This Python 3.12.7 script with numpy 2.2.4:
import numpy as np
a = np.random.randint(0, 256, (500, 500)).astype(np.uint8)
counts, bins = np.histogram(a, range(0, 255, 25))
print(np.column_stack((counts, bins[:-1], bins[1:])))
counts, bins = np.histogram(a, range(0, 257, 16))
print(np.column_stack((counts, bins[:-1], bins[1:])))
produces this kind of output:
[[24721 0 25]
[24287 25 50]
[24413 50 75]
[24441 75 100]
[24664 100 125]
[24390 125 150]
[24488 150 175]
[24355 175 200]
[24167 200 225]
[25282 225 250]]
[[15800 0 16]
[15691 16 32]
[15640 32 48]
[15514 48 64]
[15732 64 80]
[15506 80 96]
[15823 96 112]
[15724 112 128]
[15629 128 144]
[15681 144 160]
[15661 160 176]
[15558 176 192]
[15526 192 208]
[15469 208 224]
[15772 224 240]
[15274 240 256]]
where the first histogram always has the highest count in bin [225, 250)

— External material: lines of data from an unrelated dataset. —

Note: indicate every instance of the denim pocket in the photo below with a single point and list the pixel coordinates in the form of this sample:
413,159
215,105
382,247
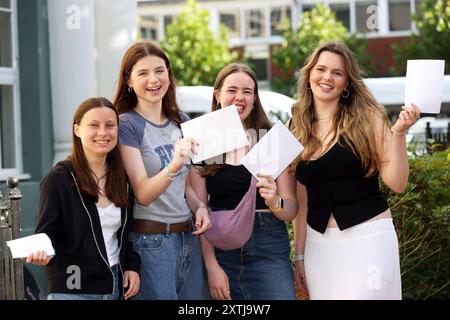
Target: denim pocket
152,242
274,226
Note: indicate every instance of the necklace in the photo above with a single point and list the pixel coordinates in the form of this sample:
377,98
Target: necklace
324,119
101,189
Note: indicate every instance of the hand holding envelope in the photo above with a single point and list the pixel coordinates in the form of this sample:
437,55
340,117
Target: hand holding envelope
216,133
424,84
24,247
273,153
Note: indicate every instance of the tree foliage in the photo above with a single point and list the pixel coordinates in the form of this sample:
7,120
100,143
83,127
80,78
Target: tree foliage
317,26
433,40
421,215
195,52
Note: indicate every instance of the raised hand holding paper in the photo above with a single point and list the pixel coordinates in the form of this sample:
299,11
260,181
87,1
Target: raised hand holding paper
216,132
22,247
273,153
424,84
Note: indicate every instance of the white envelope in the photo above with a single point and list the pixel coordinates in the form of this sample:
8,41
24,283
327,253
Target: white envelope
273,153
216,132
424,84
22,247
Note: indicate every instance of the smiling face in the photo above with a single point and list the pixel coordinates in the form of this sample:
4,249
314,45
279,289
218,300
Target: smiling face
150,80
97,131
328,78
238,89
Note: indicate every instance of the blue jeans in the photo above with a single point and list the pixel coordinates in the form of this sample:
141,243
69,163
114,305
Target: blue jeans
171,266
261,269
71,296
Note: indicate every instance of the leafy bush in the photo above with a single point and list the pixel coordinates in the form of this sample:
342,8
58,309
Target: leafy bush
317,26
421,215
195,52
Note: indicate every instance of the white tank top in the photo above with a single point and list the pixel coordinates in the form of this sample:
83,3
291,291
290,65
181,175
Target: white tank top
110,220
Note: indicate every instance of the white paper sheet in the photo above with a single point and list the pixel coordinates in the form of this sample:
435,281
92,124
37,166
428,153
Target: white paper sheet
273,153
22,247
424,84
217,132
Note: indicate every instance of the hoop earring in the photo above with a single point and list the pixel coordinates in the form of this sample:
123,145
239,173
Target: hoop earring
346,95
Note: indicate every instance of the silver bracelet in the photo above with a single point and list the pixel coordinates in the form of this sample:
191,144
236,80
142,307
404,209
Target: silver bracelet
169,175
299,257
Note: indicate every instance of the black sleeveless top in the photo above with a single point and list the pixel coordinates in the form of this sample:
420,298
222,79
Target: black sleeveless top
228,186
336,184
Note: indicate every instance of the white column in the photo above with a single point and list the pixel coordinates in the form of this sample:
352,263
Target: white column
383,17
72,68
87,41
115,31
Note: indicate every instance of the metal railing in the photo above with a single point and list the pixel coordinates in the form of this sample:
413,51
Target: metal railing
11,270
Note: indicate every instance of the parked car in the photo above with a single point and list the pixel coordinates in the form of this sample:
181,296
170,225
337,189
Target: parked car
416,135
196,100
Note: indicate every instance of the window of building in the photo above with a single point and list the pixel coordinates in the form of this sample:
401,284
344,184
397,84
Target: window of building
149,27
231,20
278,16
399,15
255,27
10,160
366,16
259,66
342,11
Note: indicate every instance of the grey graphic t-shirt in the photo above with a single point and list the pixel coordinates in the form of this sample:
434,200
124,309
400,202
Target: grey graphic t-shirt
156,144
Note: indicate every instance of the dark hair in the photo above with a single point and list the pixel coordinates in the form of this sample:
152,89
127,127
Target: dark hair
115,183
257,119
125,101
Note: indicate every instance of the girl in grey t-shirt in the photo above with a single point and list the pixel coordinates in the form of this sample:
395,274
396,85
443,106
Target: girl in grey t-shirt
155,157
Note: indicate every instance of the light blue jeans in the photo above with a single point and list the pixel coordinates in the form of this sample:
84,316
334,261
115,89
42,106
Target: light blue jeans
261,269
171,266
70,296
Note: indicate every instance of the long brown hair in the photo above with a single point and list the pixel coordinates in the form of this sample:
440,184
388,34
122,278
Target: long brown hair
354,119
257,119
124,100
115,183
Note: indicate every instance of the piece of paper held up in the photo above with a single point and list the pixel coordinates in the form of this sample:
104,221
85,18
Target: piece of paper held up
424,84
273,153
22,247
216,132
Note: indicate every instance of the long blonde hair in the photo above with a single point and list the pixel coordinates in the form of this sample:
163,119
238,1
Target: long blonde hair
354,121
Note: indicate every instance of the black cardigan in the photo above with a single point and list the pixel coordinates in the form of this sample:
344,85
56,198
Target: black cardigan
71,221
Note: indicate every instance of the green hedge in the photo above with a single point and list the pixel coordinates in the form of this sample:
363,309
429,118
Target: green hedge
421,216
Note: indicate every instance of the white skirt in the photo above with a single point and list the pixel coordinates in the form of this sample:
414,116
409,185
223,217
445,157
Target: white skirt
361,262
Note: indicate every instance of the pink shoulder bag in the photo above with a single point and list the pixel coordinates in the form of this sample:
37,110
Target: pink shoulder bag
232,228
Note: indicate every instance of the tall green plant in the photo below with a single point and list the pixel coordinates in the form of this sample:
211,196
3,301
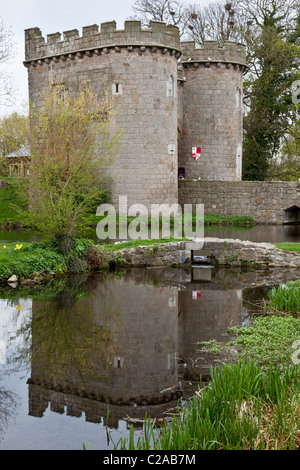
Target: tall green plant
72,142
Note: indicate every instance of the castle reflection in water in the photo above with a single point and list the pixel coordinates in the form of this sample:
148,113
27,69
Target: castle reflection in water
130,341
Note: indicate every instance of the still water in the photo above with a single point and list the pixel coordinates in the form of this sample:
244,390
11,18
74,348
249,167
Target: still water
127,342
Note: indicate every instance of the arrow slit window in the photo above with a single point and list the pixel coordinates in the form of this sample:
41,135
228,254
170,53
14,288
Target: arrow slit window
171,86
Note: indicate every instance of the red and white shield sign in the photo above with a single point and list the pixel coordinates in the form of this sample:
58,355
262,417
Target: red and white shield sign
196,152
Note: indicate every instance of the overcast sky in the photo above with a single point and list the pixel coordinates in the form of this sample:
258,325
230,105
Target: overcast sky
53,16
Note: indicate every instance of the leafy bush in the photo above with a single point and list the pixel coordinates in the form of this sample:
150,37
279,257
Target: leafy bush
28,259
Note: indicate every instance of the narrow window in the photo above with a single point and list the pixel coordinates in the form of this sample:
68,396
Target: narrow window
171,87
240,99
116,89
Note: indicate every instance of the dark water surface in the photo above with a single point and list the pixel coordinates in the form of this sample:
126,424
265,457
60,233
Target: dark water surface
128,342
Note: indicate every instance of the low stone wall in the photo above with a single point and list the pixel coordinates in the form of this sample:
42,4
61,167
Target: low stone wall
265,202
244,253
166,254
221,252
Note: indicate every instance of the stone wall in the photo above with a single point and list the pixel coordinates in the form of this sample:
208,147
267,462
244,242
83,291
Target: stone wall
133,66
212,110
265,202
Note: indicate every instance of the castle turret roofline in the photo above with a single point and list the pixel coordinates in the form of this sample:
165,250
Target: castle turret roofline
158,35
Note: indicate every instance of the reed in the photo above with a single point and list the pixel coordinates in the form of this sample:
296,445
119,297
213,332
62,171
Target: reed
286,297
245,406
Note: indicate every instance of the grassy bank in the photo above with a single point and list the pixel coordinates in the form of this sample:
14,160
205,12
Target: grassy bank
25,259
11,196
289,246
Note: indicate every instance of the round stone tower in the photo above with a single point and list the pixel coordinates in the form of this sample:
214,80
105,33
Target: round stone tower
212,117
138,68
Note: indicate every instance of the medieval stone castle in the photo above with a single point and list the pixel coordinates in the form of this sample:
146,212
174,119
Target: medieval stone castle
171,100
178,107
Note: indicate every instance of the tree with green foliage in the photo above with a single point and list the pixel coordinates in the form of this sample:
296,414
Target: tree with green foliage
269,99
72,142
12,137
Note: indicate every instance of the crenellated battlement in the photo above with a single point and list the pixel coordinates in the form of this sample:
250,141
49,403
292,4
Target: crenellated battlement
211,52
158,35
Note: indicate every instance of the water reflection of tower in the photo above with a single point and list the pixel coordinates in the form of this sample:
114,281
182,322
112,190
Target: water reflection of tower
204,318
118,346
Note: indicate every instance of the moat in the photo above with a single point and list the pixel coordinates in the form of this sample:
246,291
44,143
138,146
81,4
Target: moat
84,357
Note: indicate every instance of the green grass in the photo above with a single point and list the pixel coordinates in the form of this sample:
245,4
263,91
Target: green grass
245,406
28,258
286,297
108,248
289,246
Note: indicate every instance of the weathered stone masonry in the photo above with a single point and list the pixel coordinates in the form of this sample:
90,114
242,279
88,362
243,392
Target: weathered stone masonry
273,202
163,111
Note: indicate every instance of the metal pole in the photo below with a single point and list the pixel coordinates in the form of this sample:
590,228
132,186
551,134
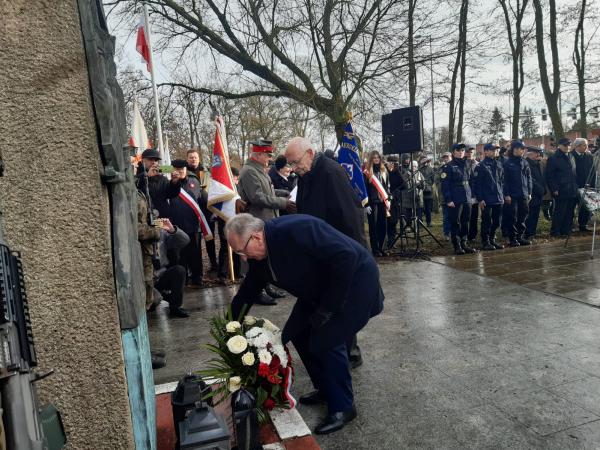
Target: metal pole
432,101
166,158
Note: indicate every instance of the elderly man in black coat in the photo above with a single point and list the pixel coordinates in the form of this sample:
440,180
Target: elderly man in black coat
336,282
561,176
324,191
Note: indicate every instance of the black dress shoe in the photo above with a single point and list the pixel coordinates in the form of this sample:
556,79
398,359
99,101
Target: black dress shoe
312,398
336,421
178,312
272,291
264,299
355,362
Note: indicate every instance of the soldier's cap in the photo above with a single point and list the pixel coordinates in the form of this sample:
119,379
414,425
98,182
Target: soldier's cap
262,146
179,163
515,143
564,141
151,154
534,149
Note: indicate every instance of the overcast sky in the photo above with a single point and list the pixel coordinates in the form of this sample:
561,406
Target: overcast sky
493,70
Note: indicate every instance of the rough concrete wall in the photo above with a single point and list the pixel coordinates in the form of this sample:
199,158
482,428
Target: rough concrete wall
56,213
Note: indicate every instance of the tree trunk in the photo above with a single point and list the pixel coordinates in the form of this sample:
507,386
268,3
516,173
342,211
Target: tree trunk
462,24
551,94
412,68
579,60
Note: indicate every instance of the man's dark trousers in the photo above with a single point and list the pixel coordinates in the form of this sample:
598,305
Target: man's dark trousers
583,217
337,385
173,281
516,215
490,221
535,205
562,219
459,220
191,258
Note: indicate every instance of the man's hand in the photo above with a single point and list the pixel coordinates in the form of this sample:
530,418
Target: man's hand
290,207
240,206
319,318
167,225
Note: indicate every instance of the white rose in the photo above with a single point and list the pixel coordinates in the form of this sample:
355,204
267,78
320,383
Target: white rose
248,359
249,320
233,326
234,384
270,326
237,344
253,332
264,357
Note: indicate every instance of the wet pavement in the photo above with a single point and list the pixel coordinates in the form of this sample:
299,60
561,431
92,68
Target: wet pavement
456,360
567,271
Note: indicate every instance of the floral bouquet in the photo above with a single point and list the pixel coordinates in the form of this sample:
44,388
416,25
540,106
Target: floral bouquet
250,355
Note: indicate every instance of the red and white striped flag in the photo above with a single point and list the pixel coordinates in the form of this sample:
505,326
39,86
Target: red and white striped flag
204,228
141,44
138,137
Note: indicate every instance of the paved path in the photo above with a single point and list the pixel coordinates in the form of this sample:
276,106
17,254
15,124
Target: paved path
567,271
456,360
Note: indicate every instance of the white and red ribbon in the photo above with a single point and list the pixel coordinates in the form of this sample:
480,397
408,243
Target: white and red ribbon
189,200
380,190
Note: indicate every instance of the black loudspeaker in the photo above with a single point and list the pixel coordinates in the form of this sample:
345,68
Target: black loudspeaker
402,131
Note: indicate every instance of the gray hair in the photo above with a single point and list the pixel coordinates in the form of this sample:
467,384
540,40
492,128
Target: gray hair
243,225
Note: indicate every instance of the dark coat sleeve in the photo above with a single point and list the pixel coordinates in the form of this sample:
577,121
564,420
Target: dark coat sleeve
332,252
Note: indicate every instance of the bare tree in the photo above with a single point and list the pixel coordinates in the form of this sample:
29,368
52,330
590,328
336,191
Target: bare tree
513,17
454,128
551,93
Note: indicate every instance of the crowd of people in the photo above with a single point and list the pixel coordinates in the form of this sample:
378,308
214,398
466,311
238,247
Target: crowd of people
497,194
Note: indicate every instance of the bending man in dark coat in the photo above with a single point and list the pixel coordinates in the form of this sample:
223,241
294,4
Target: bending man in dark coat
324,191
336,282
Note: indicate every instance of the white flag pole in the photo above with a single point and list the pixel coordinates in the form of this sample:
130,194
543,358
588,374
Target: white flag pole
165,156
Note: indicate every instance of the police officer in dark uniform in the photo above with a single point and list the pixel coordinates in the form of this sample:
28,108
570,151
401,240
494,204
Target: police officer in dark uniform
538,190
561,176
517,193
488,186
456,189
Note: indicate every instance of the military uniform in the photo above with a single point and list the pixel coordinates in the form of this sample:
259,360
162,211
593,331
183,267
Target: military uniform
517,186
456,188
488,186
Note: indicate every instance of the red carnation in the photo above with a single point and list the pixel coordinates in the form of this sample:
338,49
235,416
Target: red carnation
263,370
269,404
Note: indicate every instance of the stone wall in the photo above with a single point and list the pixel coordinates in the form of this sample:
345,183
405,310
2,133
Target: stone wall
56,213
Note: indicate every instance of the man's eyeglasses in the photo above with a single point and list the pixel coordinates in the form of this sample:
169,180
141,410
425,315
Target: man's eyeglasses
242,252
296,162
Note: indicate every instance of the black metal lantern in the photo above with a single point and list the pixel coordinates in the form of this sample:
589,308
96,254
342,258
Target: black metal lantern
243,407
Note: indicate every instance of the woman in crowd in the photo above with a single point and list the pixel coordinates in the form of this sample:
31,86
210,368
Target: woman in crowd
378,200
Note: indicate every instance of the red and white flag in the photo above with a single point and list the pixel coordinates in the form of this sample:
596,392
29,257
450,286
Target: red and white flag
142,44
189,200
138,137
222,193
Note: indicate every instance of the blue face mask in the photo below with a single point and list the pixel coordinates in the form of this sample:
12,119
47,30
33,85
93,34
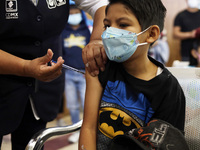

. The second histogram indicates a uniform distribution, as expected. I tried a dozen of times and the anomaly was always there. Can someone explain this behavior?
I think the docs explain pretty well what's happening, but are spread out in two different places. First, the range range(0, 255, 25)
is supplying the bins
parameter, not the range
parameter. Secondly, the Notes section states:
All but the last (righthand-most) bin is half-open. In other words, if bins is:
[1, 2, 3, 4]
then the first bin is
[1,2)
(including 1, but excluding 2) and the second[2,3)
. The last bin, however, is[3,4]
, which includes 4.
Pretty sure the extra counts in your case are the number of elements that equal 250. This makes sense, since the increase is about 1/25th of the bin size compared to the other bins, which all have a width of 25.